Q-Free: Independent statement regarding mandatory offer to acquire all shares in Q-Free ASA

Trondheim, 27 October 2023 – Reference is made to the stock exchange notice made on 26 September 2023 by Q-Free ASA (the “Company” or “Q-Free”, OSE: QFR) where Guardian Smart Infrastructure Management and Rieber & Søn AS announced the acquisition of Q-Free shares by their joint venture Juniper Holdco AS (the “Offeror”), triggering a mandatory offer to acquire all shares in Q-Free at a price per share of NOK 12 (the “Offer”).

Further reference is made to the stock exchange notice made on 26 October 2023 regarding commencement of the offer period for the Offer. The Board of Directors of the Company has unanimously resolved to recommend the shareholders of the Company to accept the Offer. Pursuant to section 6-16 of the Norwegian Securities Trading Act, the Board of Directors of Q-Free shall provide a statement on the Offer. Oslo Børs, in its capacity as take-over supervisory authority, has decided that the statement shall be issued by an independent expert and not by the Board of Directors of the Company, and that such statement can be issued by KWC AS (“KWC”) on behalf of the Company, cf. section 6-16 of the Securities Trading Act.

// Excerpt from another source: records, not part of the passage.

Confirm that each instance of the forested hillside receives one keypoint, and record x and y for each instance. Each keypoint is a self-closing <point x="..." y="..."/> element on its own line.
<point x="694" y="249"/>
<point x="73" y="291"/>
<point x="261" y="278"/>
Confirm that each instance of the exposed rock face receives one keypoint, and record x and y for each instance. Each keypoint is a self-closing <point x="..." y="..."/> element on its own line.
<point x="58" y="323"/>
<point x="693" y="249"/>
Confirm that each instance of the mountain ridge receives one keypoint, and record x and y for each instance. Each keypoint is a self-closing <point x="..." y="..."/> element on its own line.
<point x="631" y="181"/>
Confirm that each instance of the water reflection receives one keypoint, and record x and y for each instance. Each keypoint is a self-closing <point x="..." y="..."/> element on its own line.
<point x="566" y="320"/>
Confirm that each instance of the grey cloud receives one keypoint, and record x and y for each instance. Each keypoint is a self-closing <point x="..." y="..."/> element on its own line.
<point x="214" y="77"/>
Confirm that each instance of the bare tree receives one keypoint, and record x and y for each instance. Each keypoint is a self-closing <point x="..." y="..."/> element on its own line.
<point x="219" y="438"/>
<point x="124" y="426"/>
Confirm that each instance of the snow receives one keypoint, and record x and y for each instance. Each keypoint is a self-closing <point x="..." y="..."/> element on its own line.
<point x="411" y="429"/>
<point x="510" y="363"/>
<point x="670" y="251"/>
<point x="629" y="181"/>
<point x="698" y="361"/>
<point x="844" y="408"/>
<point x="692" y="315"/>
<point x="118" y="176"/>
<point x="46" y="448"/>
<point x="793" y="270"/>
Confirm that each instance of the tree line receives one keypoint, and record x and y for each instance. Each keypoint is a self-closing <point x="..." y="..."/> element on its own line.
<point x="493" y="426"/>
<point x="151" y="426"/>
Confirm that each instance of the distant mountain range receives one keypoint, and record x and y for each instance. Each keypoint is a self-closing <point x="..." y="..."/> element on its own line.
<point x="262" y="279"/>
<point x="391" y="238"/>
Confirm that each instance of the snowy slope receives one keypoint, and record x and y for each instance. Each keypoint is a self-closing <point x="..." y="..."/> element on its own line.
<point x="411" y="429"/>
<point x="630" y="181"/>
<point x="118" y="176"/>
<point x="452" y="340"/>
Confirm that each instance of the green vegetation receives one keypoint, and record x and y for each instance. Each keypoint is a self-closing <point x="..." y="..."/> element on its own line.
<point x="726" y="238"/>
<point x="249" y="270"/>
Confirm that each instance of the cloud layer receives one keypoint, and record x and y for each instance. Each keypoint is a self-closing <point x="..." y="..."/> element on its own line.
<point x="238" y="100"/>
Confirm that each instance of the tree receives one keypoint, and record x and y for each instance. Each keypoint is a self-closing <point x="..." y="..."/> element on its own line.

KWC has issued their statement on the Offer and has in the statement concluded that the “…terms of the Mandatory Offer are fair from a financial point of view, and thus represents a full and fair arm’s length price for all the outstanding shares of Q-Free. The Offer can therefore be recommended to shareholders on this basis.

However, this Statement is not intended to be and shall not constitute or be construed as a recommendation to individual shareholders of Q-Free, as to whether to accept the Offer from the Offeror or not, and each shareholder remains solely responsible for their own decisions based on their own circumstances.

We recommend that shareholders study the Offer Document and draw their own conclusions. Furthermore, we recommend that shareholders seek advice from professional advisers with respect to tax and other consequences of accepting or not accepting the Offer.”

The full statement from KWC is attached to this announcement.


Q-Free: Trond Christensen, CEO / CFO, Q-Free ASA Tel: +47 481 02 754 Email:

This information is subject to the disclosure requirements pursuant to section 5 -12 of the Norwegian Securities Trading Act

Important notice: The Mandatory Offer and the distribution of this announcement and other information in connection with the Mandatory Offer and the Transaction may be restricted by law in certain jurisdictions. When published, the Offer Document and related acceptance forms will not and may not be distributed, forwarded or transmitted into or within any jurisdiction where prohibited by applicable law, including, without limitation, Canada, Australia, New Zealand, South Africa, Hong Kong, United States and Japan. The Offeror does not assume any responsibility in the event there is a violation by any person of such restrictions. Persons into whose possession this announcement or such other information should come are required to inform themselves about and to observe any such restrictions. This announcement is not a tender offer document and, as such, does not constitute an offer or the solicitation of an offer to acquire shares in the Company. Investors may accept the Mandatory Offer only on the basis of the information provided in the Offer Document. Offers will not be made directly or indirectly in any jurisdiction where either an offer or participation therein is prohibited by applicable law or where any tender offer document or registration or other requirements would apply in addition to those undertaken in Norway.